Après un travail en intérim chez Amazon, travail lors duquel elle a installé ses quartiers sur un camping dont la location est payée par le magnanime employeur, elle rejoint son amie Linda May pour une sorte de séminaire en pleine nature organisé par un dénommé Bob Wells, séminaire au cours duquel de précieux conseils sur la vie nomade sont proférés, qui incluent les discours politico-philosophiques de ce gourou des nomades sur un système néolibéral qui a pris toute dignité et liberté à ses citoyens, mais aussi des conseils plus prosaïques relatifs à la taille des sceaux dans lesquels stocker ses excréments.
It’s all downhill from here
Suivant les péripéties de cette étrange communauté constituée d’individualistes féroces en se focalisant sur le destin fictionnalisé de Fern, Chloé Zhao parvient à faire le portrait sans pathos de gens qui vivent aux franges de la société.
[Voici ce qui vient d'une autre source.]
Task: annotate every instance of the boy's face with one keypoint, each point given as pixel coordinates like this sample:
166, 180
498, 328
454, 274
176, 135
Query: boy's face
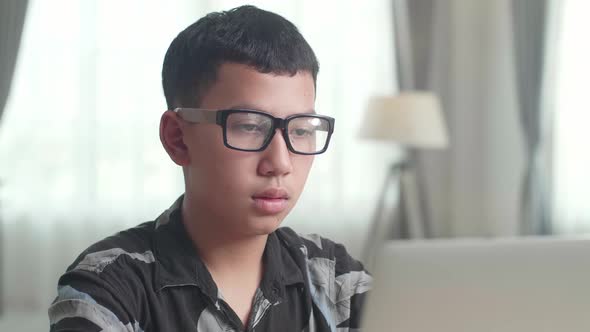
247, 193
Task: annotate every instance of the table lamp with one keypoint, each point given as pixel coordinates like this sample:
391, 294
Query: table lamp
413, 120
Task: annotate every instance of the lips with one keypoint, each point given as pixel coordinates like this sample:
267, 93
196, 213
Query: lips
271, 201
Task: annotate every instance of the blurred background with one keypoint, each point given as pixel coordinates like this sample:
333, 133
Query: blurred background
81, 98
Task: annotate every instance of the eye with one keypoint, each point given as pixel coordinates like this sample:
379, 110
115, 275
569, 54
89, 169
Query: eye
248, 127
302, 132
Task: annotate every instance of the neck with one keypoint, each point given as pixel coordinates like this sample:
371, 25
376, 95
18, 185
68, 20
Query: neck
225, 253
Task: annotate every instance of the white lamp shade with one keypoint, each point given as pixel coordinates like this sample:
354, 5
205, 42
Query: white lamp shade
413, 119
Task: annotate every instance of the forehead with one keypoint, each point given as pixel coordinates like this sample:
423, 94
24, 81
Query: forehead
241, 86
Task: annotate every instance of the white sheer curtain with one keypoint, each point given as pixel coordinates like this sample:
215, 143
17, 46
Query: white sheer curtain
572, 119
79, 148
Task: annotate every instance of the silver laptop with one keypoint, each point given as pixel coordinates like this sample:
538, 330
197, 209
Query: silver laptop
508, 285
Le choix de filmer de vraies personnes comme Linda May, Bob Wells ou Swankie s’avère particulièrement judicieux, puisque le destin de ces personnes, raconté par eux-mêmes, est touchant dans son dénuement et son honnêteté.
L’on comprend d’autant moins pourquoi le film se dote alors d’une charpente narrative fictionnelle un peu mièvre, avec la rencontre romantico-amicale entre Fern et David (incarné par l’acteur David Strathairn), censé condenser l’opposition entre une vie nomade choisie, pleinement assumée, et une vie nomade épisodique, vite relayée aux orties quand l’occasion s’en présente.
Si le portrait de ces vies réelles est touchant, le film échoue à les intégrer dans ce qui aurait pu, de ce qui aurait même dû être, comme le début du film le laissait augurer, quand la caméra capte, au cours de quelques plans désagréables, le quotidien de ces travailleurs en intérim dans un entrepôt d’Amazon, une charge critique au vitriol d’un système social défaillant, inégal, qui se soucie comme une guigne des existences qu’il broie.
Plutôt que de poursuivre dans cette veine donc, Nomadland tombe sous le charme de ces existences nomades, dont il romantise l’existence dans des plans d’une Amérique sauvage qui font carte postale et, surtout, par le biais d’une bande son qui recourt au piano et aux cordes, prenant le spectateur à la main, lui indiquant qu’il faut ressentir ici de la tristesse, là de la déférence face à des paysages qui en mettent plein la vue, bref rompant avec le dénuement dans lequel le film avait commencé par exceller. Là où les portraits de gens réels évitaient tout pathos, voilà donc que ce pathos revient en trombe, la forme ésotérisant un film qui n’en avait nullement besoin.
Succombant par trop à cette admiration certes compréhensible que peut éprouver le documentariste pour son sujet, le film en oublie sa charge critique, qu’il laisse tomber pour se vautrer dans une parenthèse romantico-amicale, dont on sent que le film tire toute fierté à l’avoir mis en scène avec délicatesse – il n’y a pas de grands gestes et le happy end du retour à la vie bourgeoise est évité – mais qui n’en tire pas moins le film dans une mauvaise direction. Nomadland philosophe alors sur l’opposition entre vie sédentaire et vie nomade plutôt que de s’intéresser au revers de cette liberté tant prônée, revers qui se condense tout entier dans ces entrepôts sans âme où des âmes sans le sou sont sucés à la moëlle. Ainsi, le pire travers de ce film, c’est qu’il finit par être hors-sujet.
Sélection officielle hors compétition
Note: 2/5
Anmerkung der Redaktion: Dieser Artikel wurde bereits am 6. März veröffentlicht. Da der Film bei den diesjährigen Oscars mehrfach ausgezeichnet wurde, haben wir uns entschlossen die Kritik Ihnen ein weiteres Mal zur Verfügung zu stellen.